The general sense of "customization" compares against three basic options for the formations of a business process.
Option 1: One-Size-Fits-All
For business processes, this is a myth, because “business” is primarily about accommodating multiple relationships and requirements, not primarily about manufacturing a standard product. The “process” must support what business “is about”. Relationships tend to be privileged, not indifferently available.
Option 2: Specialization
Sometimes incorrectly called “customization”, specialization is different: it means variations on a single theme. The theme has standard requirements; the fulfillment is where the variety occurs.
Option 3: Customization
Customization begins in the requirements, not in the fulfillment of them.

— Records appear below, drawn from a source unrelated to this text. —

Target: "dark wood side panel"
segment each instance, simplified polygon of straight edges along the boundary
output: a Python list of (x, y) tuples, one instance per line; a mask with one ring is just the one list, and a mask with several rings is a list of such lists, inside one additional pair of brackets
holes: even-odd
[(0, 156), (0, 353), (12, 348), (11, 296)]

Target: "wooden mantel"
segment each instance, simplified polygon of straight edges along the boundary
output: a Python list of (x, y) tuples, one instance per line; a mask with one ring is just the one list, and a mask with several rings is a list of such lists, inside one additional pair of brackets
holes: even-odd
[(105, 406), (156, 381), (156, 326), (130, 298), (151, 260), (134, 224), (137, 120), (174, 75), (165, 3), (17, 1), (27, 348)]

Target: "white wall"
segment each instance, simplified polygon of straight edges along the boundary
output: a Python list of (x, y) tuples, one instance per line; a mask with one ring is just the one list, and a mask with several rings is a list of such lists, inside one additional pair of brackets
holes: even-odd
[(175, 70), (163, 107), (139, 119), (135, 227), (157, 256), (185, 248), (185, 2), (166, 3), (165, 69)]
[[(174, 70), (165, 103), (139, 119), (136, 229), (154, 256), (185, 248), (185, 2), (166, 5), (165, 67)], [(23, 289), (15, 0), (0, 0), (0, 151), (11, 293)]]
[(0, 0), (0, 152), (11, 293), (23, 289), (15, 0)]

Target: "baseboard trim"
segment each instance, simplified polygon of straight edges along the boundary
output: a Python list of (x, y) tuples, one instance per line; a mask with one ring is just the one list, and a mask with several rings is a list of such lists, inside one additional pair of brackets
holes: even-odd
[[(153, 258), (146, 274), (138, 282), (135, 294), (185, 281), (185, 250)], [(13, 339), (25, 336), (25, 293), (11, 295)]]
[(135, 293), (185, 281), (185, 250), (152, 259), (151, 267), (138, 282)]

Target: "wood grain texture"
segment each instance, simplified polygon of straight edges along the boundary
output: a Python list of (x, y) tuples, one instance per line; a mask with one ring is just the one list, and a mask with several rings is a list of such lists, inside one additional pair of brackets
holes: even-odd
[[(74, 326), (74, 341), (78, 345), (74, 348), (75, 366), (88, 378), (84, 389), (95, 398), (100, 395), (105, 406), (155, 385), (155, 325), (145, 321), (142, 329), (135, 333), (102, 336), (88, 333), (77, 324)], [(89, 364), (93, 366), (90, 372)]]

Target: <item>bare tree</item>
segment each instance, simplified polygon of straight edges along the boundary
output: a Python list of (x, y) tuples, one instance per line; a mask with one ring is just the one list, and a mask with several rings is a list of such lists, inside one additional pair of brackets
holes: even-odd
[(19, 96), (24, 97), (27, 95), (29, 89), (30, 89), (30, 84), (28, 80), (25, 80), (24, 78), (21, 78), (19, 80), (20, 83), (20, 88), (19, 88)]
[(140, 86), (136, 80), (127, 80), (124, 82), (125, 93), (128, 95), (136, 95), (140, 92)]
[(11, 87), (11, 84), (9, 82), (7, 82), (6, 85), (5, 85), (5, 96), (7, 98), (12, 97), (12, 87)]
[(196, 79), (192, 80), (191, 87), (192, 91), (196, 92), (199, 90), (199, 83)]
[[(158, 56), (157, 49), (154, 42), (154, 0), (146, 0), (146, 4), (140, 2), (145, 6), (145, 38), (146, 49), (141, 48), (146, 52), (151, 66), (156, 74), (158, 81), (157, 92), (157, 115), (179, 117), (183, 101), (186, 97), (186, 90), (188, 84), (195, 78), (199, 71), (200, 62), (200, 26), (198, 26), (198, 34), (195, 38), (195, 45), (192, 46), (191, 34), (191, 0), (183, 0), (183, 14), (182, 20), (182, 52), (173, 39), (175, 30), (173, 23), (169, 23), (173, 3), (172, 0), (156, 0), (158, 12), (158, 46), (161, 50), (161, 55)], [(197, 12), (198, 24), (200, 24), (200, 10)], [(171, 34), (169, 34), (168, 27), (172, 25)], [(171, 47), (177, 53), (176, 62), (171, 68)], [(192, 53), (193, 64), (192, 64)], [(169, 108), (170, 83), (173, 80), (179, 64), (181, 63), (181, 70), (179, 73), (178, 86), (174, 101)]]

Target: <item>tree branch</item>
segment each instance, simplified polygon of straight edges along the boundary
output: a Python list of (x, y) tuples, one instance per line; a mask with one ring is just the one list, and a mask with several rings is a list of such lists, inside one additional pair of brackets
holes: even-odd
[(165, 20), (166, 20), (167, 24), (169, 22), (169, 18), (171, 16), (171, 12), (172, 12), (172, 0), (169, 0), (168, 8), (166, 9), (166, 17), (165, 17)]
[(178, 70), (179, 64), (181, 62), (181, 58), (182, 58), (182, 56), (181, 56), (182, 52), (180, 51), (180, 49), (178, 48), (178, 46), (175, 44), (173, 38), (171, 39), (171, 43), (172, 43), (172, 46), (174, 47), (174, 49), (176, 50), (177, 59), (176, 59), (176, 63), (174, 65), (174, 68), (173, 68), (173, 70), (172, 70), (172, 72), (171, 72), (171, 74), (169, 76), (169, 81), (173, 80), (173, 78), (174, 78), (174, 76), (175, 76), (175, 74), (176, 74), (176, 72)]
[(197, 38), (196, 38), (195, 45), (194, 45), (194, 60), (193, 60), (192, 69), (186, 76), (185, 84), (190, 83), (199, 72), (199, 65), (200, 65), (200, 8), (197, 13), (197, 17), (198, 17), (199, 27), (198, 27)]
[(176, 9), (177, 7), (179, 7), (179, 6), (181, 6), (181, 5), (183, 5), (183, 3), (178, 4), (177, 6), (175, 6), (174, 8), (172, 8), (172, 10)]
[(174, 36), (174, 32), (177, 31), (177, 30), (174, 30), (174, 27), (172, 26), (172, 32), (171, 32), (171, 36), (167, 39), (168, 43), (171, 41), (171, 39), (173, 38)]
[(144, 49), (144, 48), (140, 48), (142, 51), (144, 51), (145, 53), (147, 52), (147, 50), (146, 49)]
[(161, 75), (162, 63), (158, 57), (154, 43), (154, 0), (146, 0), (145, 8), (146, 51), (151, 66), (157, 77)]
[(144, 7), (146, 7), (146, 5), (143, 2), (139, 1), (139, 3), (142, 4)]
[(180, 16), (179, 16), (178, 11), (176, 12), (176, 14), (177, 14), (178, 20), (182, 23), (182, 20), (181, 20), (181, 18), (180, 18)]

There are three reasons why requirements may be “custom”:
- Cost structures
- Competitive Innovation
- Capability Immaturity
Three reasons why requirements may be custom, not generic.
Cost Structures:
- Satisfying customers is not profitable if it is too expensive; different organizations (different suppliers, and different consumers) have different cashflows
Competitive Innovation:
- Existing customers, to decide to stick around, need to feel that the relationship is fresh and current
- Potential customers need a reason to prefer one provider over another
Capability Immaturity:
- The time available to use for improving capability may not be in synch (priority, availability) with other resources
Three reasons why requirements may be "custom", explained.
Cost Structures:
- Lack of visibility on true economic impacts puts operations on a risk-aversion basis seen in typical micro-management approches
Competitive Innovation:
- High rate of change is necessary to sustain improvisations that generate necessary nw effects or advantages
Capability Immaturity:
- Required performance level outstrips currently available supporting mechanisms, forcing risky workarounds.
How to mitigate or avoid customization.
Micro-management:
- An operational performance model allows activity to be prioritized and weighed by differential contribution to goals and thus by ROI perspective. (For example, the 80/20 rule.) Relieves pressure to dwell on the microscopic. Define objectives, CSFs and KPIs. Switch to “trust-and-verify” mode.
Improvisations:
- Linking process models to knowledge management allows standardized roles to be able to move quickly and differently on incoming information, without re-organizations.
Workarounds:
- Organizing around known best practices clarifies ways to structurally reduce risk and to more rationally divide the labor required to meet performance targets. Such greater clarity allows managers to make the compelling business case for additional help to cover properly allocated responsibilities.
When to Customize.
Considering the above notes, executives should still project the likely value of customizations. The punchline is that it cannot be taken for granted that customization is the best path to take, neither in the short run nor the long. Customization proposals that withstand comparison to the above considerations should be given even more enthusiasm than usual, as they probably then point at nearly unique opportunities to do something strategically important to the business.